A Business Exit Strategy That Honors the Work You’ve Put In

Category: Selling A Business

A Business Exit Strategy That Honors the Work You’ve Put In


If you’re like the vast majority of business owners, starting your business was no cake walk. Starting a new business takes hard work, scary decisions, and more than a few leaps of faith.

Leaving a business takes no less attention to detail. Think of building your business like building a plane. If your plan is to simply stop coming to work, you can be pretty certain the wings are going to come off surprisingly fast.

Building your business to the point you can exit is a remarkable feat. If you don’t want to watch the business crash and burn soon after you leave, you need a plan to make that exit as smoothly as possible.


5 steps to building your exit strategy

Some business owners plan to own their business forever. Most, though, see it as a stepping stone in their greater life plan.

You may plan to sell your business and use the proceeds to fund your next venture. You may plan to gift it to your handpicked successor. Or maybe you don’t want to see anyone else running it and you plan to liquidate it entirely.

Whatever vision you may have for the future, it takes careful planning to exit gracefully and avoid any nasty surprises (hello, unexpected taxes!) along the way.


Step 1: Find a copilot

Every pilot needs a copilot. Find a trusted business consultant who can help you plan your exit. Look for a business broker, attorney, or accountant who has experience making exit strategies and can tell you what to expect.


Step 2: Determine your route

Decide which exit strategy will work best: will you retire, transfer the franchise to a family member, or sell it to a third party? You can also decide to dissolve the business and sell the assets instead of seeking a buyer.


Step 3: Get approval from the tower

If your business is a franchise location, you can’t exit without franchisor approval. Your franchisor needs to know they’ll have a vacancy to fill in your area. They may help you find a buyer. They may also require you to make certain upgrades to your location to make it more attractive when it hits the market.

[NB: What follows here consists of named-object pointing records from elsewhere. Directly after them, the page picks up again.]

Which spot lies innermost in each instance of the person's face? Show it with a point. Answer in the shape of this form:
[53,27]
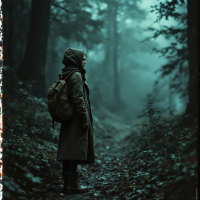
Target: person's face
[83,61]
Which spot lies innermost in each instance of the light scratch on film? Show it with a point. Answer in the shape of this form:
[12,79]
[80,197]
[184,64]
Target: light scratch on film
[1,108]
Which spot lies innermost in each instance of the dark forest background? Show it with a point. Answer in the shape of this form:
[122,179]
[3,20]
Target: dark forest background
[132,51]
[36,33]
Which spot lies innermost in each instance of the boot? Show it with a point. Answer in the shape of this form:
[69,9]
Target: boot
[65,178]
[73,186]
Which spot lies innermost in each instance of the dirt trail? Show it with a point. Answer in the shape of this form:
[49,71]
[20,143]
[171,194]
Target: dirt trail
[106,178]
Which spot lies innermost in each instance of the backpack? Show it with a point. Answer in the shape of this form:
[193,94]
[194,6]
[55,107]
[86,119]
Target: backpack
[58,101]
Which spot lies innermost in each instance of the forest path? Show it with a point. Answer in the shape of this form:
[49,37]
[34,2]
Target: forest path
[107,177]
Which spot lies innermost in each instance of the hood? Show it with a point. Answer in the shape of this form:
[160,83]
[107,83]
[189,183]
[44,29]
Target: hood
[72,60]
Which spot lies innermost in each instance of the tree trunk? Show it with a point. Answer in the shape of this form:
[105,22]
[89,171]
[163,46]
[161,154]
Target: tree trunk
[7,8]
[33,63]
[107,60]
[115,55]
[192,87]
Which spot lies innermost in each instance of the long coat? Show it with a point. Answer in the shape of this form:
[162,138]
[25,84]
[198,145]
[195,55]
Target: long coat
[75,143]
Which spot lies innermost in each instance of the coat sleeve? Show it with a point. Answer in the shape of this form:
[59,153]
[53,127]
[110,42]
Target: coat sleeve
[78,97]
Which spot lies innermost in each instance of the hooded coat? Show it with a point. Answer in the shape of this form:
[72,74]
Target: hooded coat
[75,143]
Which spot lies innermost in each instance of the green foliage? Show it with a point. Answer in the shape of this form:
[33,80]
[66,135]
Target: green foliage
[167,169]
[176,52]
[29,149]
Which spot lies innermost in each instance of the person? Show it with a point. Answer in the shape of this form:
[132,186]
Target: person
[75,144]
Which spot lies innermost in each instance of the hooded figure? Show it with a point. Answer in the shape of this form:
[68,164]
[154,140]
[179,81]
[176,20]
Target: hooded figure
[75,144]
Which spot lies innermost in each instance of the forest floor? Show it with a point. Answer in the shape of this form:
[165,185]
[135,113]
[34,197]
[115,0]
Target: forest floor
[105,178]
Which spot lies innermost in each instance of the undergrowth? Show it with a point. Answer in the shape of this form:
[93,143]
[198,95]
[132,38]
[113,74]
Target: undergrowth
[165,160]
[29,146]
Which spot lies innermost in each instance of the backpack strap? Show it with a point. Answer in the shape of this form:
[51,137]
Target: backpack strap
[69,75]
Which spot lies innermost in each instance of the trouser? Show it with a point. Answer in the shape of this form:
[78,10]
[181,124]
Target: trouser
[69,166]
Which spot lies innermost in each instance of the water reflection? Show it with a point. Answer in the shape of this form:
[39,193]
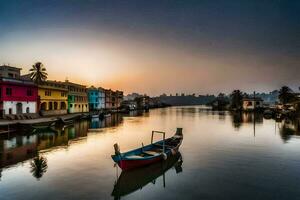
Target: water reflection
[38,167]
[132,180]
[18,148]
[240,118]
[289,128]
[108,121]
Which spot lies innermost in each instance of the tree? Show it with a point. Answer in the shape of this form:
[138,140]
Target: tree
[38,73]
[38,167]
[286,95]
[236,99]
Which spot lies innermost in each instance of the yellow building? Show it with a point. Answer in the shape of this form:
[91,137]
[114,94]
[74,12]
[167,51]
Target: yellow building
[53,98]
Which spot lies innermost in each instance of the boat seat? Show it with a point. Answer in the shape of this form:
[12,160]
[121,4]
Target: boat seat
[152,153]
[134,156]
[161,146]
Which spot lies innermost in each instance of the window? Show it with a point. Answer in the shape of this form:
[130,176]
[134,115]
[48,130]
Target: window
[8,91]
[47,93]
[29,92]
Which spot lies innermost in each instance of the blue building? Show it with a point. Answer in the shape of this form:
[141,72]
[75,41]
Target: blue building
[96,98]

Step 4: Relax and enjoy the flight

The best time to make your exit plan is when you first open your business. The second-best time is today.

That’s because finding a buyer can take a long time. According to Investment Bank, only 30 to 40% of businesses ever sell. If you wait until you’re ready to leave before you start planning, you could find yourself taking a low-ball offer out of desperation instead of negotiating for what the business is really worth.


Step 5: Don’t forget your luggage

Tie up any loose ends before you walk away. Make sure everything is in place so the new owner can take over the controls and maintain the success you worked so hard to create. Your trusted advisor should be able to point out any details you may have missed.